Should have colored it with more colors before it got this complicated, but...
We are on the far east, southern half of the map. The mountainhomes are on the far west, southern half of the map. An ocean stands between us.
We probably had to go north and hitch a ride with the humans to a nearby human-occupied hamlet called "Laparozmo"/"Fedbuttered", and then hiked southeast through the swamps to our destination.
Fedbuttered apparently has a population of 55 humans, 38 dogs, and 1 water buffalo. It was founded only 2 years ago, and is far from the human center of power, moving in towards the southeastern elven empire's lands... will peace last?
An elven retreat from "The Velvet Of Power" lies dangerously close to our position, but we aren't at war... yet.
The closest retreat is called "Ayiamala", which translates to "EsteemedNature". It only has 35 elves in it, but it's part of a conglomerated network of forest retreats that has over a thousand elves in it total. None of the individual retreats are threatening besides one that has 848 elves, 8 humans, 10 goblins, and 10 yaks.
Goblins were decimated in the year 71 by the elves, who completely curb stomped their entire civ. Only a tiny fortress still survives in the cold north, thanks mostly to just being too far away and even then, it's been pillaged three times, and has not much longer to live, in most likelihood, unless it does the typical "kidnap a human child, then send that child out to fight the elven hordes" trick.

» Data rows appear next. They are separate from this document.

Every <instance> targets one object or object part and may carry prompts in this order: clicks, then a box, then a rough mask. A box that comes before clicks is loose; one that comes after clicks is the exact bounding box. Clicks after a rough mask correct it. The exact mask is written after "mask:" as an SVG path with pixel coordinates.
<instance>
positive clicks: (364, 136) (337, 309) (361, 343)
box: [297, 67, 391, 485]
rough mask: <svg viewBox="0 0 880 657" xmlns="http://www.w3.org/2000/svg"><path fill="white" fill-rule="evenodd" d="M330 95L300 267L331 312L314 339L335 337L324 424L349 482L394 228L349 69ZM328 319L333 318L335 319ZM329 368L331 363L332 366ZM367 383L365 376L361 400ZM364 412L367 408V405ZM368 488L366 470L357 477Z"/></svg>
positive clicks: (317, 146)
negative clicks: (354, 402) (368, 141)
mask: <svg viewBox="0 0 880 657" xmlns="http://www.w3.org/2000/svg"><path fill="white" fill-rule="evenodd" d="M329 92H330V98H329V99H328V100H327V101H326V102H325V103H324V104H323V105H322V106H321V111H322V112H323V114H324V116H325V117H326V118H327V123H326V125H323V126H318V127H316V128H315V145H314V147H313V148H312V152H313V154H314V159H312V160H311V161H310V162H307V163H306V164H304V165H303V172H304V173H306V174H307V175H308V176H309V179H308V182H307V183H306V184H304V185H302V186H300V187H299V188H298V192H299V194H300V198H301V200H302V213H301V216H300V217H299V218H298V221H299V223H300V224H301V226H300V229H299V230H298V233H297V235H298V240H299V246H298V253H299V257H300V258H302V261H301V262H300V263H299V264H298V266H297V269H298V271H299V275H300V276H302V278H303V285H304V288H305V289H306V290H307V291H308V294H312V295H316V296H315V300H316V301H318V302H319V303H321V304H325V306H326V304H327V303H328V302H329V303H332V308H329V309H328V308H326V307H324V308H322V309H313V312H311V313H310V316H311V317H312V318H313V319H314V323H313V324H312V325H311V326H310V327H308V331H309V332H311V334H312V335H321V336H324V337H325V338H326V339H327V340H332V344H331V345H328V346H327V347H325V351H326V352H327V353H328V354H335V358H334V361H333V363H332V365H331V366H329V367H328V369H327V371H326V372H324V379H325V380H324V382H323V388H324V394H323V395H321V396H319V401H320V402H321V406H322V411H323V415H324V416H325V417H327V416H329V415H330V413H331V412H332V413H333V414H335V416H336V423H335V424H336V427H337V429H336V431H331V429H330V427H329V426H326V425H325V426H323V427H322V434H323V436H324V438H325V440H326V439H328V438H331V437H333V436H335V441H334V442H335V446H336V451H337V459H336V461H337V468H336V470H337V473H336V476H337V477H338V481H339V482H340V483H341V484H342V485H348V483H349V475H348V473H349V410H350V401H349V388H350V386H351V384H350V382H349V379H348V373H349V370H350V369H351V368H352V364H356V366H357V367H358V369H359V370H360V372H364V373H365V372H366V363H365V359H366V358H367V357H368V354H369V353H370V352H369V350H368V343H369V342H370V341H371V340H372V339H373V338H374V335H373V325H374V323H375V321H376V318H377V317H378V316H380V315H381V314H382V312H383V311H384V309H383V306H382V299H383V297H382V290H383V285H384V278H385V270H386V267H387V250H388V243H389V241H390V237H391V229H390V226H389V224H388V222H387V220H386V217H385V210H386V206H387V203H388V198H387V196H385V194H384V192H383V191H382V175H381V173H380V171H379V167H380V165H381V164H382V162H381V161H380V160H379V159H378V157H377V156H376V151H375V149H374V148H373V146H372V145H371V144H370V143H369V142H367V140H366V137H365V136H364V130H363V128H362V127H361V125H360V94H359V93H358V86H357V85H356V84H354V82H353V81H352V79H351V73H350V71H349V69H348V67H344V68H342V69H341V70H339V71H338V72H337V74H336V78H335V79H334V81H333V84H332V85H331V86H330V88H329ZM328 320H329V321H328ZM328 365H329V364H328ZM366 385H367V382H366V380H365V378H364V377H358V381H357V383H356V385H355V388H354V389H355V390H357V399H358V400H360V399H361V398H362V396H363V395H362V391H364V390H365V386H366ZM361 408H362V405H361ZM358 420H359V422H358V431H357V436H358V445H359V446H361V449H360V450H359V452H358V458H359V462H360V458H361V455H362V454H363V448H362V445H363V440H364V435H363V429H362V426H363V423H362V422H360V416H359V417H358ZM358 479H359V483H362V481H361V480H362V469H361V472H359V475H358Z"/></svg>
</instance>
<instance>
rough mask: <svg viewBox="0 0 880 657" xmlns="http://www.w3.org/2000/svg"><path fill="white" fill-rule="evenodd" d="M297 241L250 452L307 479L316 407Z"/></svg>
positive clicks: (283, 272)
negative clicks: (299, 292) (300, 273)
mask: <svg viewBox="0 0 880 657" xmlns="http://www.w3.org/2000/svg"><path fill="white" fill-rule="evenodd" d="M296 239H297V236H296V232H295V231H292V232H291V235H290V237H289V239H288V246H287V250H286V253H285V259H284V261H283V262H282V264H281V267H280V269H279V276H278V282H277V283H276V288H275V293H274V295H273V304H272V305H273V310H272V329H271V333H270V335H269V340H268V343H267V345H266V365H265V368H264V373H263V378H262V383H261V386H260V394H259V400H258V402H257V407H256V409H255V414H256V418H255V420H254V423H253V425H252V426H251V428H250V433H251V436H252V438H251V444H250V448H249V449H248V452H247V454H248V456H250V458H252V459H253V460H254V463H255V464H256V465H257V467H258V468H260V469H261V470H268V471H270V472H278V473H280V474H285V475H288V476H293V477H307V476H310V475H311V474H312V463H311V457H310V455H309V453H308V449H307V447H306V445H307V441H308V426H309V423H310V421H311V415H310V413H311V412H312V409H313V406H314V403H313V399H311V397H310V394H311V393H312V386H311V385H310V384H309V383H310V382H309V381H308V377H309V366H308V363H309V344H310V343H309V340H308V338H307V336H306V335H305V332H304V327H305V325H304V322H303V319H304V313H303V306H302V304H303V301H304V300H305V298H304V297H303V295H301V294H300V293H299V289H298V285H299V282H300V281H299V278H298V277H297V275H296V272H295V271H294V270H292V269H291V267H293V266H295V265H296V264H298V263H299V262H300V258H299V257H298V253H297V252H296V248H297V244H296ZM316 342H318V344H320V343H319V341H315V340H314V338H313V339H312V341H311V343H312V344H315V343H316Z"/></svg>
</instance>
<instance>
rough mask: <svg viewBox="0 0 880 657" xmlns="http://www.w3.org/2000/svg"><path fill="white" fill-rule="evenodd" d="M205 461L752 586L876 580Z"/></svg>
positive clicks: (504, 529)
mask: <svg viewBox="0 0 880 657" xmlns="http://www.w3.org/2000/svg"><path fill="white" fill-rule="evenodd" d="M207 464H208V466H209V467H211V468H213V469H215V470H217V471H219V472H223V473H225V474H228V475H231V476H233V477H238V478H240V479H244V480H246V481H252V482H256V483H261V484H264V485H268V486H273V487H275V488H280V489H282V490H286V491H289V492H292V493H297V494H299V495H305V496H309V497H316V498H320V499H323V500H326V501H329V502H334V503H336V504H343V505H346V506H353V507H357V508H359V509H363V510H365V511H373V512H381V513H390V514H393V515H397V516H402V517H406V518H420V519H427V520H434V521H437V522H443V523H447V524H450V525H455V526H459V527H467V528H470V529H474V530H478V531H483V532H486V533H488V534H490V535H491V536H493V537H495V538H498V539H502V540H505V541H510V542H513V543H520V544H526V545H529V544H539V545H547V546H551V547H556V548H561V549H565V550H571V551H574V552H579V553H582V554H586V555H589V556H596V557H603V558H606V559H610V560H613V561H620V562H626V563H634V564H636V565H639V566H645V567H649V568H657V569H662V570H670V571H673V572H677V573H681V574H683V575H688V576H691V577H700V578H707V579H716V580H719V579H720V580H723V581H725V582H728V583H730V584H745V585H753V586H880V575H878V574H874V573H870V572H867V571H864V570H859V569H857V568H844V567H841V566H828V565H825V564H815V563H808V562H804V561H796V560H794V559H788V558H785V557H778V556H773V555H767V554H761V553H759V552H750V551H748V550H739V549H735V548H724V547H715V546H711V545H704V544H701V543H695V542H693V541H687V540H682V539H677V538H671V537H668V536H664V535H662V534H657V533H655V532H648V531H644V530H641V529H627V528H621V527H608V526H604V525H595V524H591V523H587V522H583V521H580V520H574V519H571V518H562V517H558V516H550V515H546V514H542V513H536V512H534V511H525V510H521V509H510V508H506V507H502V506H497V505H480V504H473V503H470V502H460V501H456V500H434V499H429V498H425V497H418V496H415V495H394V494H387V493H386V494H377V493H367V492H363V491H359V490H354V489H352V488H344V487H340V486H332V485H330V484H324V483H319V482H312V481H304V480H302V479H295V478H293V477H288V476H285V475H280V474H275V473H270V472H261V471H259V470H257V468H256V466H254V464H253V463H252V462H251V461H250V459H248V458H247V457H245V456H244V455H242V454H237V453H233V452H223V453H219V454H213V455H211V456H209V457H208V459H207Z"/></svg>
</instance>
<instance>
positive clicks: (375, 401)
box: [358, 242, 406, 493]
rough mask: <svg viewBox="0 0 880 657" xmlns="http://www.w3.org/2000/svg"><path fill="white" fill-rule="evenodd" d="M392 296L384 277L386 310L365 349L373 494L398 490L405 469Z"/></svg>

Some of these combats are humorous - 1 kidnapped elf versus 128 elves, 5 humans, 30 grizzly bears, 2 jaguars, and 2 leopards.
Our history:
We had 4 mountainhomes. Now we have 1. Its population is more human than dwarf. The last king died last year. Of starvation, of all ignominies. All the other mountainhomes died of starvation, too. Two died out in the year 27. Apparently, dwarves are really crappy farmers.
I guess the impetus for this is to get some mouths to feed out of their halls, and trying to fend for themselves, preferably out in elven lands across the ocean where they don't have to care anymore.